Le duo désire tant s’imprégner des espaces où il opère que chaque session live doit devenir spécifique. « On appelle ça les “in situ series”. Des performances qui restituent l’identité sonore du lieu où nous jouons », détaille Stéphane Ink. Au palais de justice, la musique d’Ordinaire contenait des conversations de magistrats, le plancher qui craque du bâtiment ou son carillon, qui sonne tous les quarts d’heure. À Saint-Étienne, Eric Therer a pioché dans les statistiques criminelles du département de la Loire pour écrire son texte, narrant un fait-divers local des années 1970 au détour d’un morceau. « Les gens n’en revenaient pas : “Comment vous savez ça ?” À l’aide d’une simple recherche sur Internet, on s’approprie l’histoire d’un lieu où on “performe”, on le cadre. » Cette originalité a un prix : pas de single, pas de tube universel.

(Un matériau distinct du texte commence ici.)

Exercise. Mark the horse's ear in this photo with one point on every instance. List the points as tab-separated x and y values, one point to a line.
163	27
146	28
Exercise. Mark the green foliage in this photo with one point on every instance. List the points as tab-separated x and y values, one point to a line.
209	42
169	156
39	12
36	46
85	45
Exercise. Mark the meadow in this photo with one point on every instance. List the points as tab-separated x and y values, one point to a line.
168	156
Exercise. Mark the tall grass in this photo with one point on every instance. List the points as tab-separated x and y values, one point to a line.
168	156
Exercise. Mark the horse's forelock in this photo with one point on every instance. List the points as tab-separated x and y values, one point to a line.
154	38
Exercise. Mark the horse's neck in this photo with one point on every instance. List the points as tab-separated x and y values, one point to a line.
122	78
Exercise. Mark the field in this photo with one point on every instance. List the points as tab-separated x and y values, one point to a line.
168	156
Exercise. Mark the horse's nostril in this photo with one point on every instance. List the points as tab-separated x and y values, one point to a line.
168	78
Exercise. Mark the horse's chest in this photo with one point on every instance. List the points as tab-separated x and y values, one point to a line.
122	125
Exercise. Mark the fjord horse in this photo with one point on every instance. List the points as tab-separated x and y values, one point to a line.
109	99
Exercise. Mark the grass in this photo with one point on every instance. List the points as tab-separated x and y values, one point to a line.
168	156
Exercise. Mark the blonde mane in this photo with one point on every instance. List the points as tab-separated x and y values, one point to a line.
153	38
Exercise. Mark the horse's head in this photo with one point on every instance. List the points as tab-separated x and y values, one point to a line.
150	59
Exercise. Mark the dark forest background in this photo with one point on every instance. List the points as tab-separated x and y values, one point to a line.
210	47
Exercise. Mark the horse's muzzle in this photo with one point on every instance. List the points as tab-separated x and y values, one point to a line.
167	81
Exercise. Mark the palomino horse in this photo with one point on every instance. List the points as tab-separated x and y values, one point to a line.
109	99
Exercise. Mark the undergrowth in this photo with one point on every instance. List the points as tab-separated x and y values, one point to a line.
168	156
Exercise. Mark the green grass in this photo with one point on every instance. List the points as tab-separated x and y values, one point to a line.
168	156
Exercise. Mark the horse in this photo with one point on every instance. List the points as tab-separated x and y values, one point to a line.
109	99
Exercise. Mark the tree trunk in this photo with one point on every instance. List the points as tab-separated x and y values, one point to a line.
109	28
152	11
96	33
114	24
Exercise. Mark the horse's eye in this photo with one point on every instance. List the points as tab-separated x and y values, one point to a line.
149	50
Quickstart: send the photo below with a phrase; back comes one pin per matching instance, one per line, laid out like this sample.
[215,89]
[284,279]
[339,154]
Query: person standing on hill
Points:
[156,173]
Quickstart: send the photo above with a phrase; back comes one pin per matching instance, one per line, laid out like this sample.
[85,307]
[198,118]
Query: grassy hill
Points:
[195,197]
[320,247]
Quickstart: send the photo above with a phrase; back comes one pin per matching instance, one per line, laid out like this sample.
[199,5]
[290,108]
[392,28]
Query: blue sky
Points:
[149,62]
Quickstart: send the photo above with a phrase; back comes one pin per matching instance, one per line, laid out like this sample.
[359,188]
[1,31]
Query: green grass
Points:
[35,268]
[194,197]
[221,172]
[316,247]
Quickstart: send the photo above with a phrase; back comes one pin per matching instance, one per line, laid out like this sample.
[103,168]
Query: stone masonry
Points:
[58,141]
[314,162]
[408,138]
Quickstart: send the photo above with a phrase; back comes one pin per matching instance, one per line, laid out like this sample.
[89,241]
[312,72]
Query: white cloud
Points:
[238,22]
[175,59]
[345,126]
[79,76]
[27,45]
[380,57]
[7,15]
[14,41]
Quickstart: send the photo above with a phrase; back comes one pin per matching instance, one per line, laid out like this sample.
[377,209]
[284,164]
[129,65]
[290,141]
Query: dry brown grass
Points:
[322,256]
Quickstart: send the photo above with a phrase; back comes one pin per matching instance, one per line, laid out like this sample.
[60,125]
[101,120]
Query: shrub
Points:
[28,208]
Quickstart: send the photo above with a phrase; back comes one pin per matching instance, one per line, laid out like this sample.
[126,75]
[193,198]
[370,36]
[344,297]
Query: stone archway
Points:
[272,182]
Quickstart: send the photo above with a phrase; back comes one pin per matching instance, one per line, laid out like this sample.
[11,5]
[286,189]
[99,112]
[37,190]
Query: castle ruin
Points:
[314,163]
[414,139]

Si certaines pièces sont rejouées, chaque date live implique 80 % d’inédit. Stéphane Ink relativise : « Cela permet d’interloquer un public de non-initiés, peut-être pas friand du style expérimental à la base. Si on n’est écouté que par des esthètes, on ne prend aucun risque. »

La plupart des textes juridiques dans lesquels maître Therer puise pour nourrir l’artiste Eric sont repris tels quels, à la virgule près, « comme des samples écrits ». Mais certains extraits choisis sont amendés pour magnifier leur potentiel rythmique, comme dans Dernier portrait, truffé de « attendu que », une formule typique de l’univers judiciaire. « Ce genre de jargon peut paraître rébarbatif au premier abord, mais j’aime interroger sa beauté », se justifie l’auteur. « Les “attendu que”, le ministère de la Justice a incité les avocats à perpétuer leur tradition pendant des années, et maintenant des directives inculquent l’inverse, pour rendre le jargon plus compréhensible pour le justiciable. C’est comme ces ouvrages administratifs qui poussent à la chasse aux belgicismes. Bordel, on n’a déjà pas grand-chose, laissez-nous ce qui nous reste ! »

Voilà le credo d’Ordinaire : voir le beau là où on ne le repère plus, le chercher, partout. Produire des rencontres saugrenues mais touchantes, comme cette idée de « lire des fragments de lettres d’amour perdues dans un cinéma porno ». Et, le vendredi, quand il plaide pour un client côté cour, Eric Therer pense sûrement à son musicien qui l’attend côté jardin.